На всякий случай он решил подняться пешком, проверить лестницу. Между пятым и шестым этажом на подоконнике сидели двое ребят, покуривали и разговаривали вполголоса. Услышав шаги, они затихли. Один спрыгнул с подоконника и, перегнувшись через перила, спросил, который час.

— А вы, простите, что здесь делаете? — поинтересовался Кротов.

— Так, — пожал плечами парень, — общаемся, пьем немножко.

«В моем подъезде тоже ночами сидят ребята, общаются и немножко пьют, подумал он, — эти, кажется, такие же сопляки. Хотя кто знает?»

— Шли бы по домам, пацаны. Время позднее.

— Не такое уж и позднее, — подал голос тот, что сидел на подоконнике. — У нас сигареты кончились. Вот вы нас угостите, мы выкурим по последней, посидим еще чуток и пойдем.

Первый парень спустился на несколько ступенек. Кротов достал пачку сигарет, протянул ему.

— Так и быть, угощайтесь.

— Ой, у вас только две остались. Последнее и вор не берет! — Парень улыбнулся и взглянул Кротову в лицо.

«Не такой уж он и сопляк, — подумал Кротов, — лет двадцать, а то и больше».

Парень поднялся и снова сел на подоконник. Теперь у него не было никаких сомнений, что человек, пришедший к охраняемому объекту, опасности не представляет. Это человек с фотографии, обозначенной кличкой Крот.

Лена открыла дверь. У нее были заплаканные глаза. Кротов как-то неловко и официально пожал ей руку.

— Спасибо, Сергей Сергеевич, что приехали. Простите меня, я, наверное, вас от семьи оторвала? Семьи у меня нет, и вы меня ни от чего не оторвали. Вы совершенно правильно сделали, что позвонили.

— Может, вы есть хотите? — неожиданно спросила Лена.

— Спасибо, Елена Николаевна, есть я не хочу, а, вот чайку попью с удовольствием.

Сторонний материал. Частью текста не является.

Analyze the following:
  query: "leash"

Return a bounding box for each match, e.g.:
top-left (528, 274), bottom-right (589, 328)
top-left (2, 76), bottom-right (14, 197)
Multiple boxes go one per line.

Они прошли на кухню. Он подождал, пока она налила воду в чайник, поставила его на огонь и села, и только тогда спросил:

— Когда вы в последний раз видели свою тетю?

— Вчера вечером я вернулась поздно. У тети Зои в комнате было темно, я не сомневалась, что она спит. Теперь я знаю, ее уже не было. В последний раз я видела ее вчера утром.

— Почему вы думаете, что вечером ее уже не было?

Лена объяснила и даже показала Кротову тетины сапоги и пальто.

— Расскажите мне подробно, что вы делали вчера утром, — попросил он.

Лена помнила все поминутно и, рассказывая, постаралась ничего не упустить.

— Как вел себя пес, когда вы вошли в квартиру?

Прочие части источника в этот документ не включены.